Beginning with next year's NCAA women's basketball tournament, the top 16 teams will be placed in the bracket in their true ranking regardless of conference affiliation. In the past, the top four teams in a conference would be placed in different regions to protect them from playing each other until the Final Four.
For example, the tournament this past season had four SEC teams in the top eight overall seeds. Texas was third, South Carolina fourth, LSU fifth and Vanderbilt seventh.
LSU was dropped down to seventh and Vanderbilt eighth in the bracketing to avoid having them be in the same regions.
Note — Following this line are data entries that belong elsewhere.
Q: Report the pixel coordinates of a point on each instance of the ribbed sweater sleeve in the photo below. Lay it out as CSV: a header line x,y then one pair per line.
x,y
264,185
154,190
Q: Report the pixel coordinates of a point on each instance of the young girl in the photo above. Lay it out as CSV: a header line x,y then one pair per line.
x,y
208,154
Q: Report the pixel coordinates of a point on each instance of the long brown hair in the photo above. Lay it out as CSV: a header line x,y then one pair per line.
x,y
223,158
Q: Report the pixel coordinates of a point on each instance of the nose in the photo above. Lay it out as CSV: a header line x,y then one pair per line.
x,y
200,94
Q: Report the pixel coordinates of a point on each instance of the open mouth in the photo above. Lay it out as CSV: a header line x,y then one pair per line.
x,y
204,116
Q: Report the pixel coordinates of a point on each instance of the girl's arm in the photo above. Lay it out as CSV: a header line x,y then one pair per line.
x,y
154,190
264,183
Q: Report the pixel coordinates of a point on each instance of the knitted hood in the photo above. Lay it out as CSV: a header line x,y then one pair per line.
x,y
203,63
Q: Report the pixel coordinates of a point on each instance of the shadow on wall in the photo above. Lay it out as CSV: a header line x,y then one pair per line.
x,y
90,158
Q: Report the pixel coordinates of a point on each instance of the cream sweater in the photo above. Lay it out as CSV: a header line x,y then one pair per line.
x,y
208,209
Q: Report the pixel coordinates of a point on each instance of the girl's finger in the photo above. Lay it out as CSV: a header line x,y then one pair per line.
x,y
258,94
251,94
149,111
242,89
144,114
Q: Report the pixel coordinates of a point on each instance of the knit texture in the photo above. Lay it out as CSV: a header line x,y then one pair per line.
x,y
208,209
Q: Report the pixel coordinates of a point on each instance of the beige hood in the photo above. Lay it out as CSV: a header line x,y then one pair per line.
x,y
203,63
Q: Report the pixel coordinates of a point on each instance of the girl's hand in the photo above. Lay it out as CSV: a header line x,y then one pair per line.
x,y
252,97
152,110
Now if that happened going forward, the teams would remain where their seeds should have them.
"We put a lot of time into establishing those top 16 teams in the order they go in," NCAA women's basketball committee chair Amanda Braun said in a phone interview. "You're splitting hairs to decide who has the edge, and some of that is undone by those principles.
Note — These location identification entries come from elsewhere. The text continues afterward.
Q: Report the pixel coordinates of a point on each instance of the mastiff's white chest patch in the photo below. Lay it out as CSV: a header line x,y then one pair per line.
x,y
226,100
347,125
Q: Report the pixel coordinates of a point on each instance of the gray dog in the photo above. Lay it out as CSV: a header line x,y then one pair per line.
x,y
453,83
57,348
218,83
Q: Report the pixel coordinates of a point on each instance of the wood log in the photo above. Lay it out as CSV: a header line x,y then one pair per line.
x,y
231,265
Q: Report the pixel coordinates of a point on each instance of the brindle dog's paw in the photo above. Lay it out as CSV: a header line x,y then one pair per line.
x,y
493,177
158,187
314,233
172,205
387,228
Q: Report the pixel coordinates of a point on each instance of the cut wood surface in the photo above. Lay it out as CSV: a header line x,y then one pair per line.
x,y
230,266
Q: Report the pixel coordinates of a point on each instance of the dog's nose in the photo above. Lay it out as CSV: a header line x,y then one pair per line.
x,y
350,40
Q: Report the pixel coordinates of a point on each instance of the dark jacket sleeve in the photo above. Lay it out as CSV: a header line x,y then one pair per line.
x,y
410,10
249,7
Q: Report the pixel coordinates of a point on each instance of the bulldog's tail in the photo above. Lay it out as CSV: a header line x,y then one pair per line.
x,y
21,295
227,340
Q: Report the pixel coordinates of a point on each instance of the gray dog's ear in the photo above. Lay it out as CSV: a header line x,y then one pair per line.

To all of us, the work we did and the work those teams did justifies keeping them where they are in that group of 16." The men's selection committee will still separate out the top four seeds in each conference and put them in different regions. The change would potentially only really affect the SEC, ACC, Big Ten and Big 12 as those were the only conferences that had four or more teams in the NCAA field.
The women's tournament has started giving financial incentives -- units -- to teams for each round they advance in the tournament the past two seasons. Braun said that it wasn't brought up at all during the entire week of meetings that the committee had.
The change comes on the heels of the NCAA expanding its tournament field to 76 teams starting in 2027.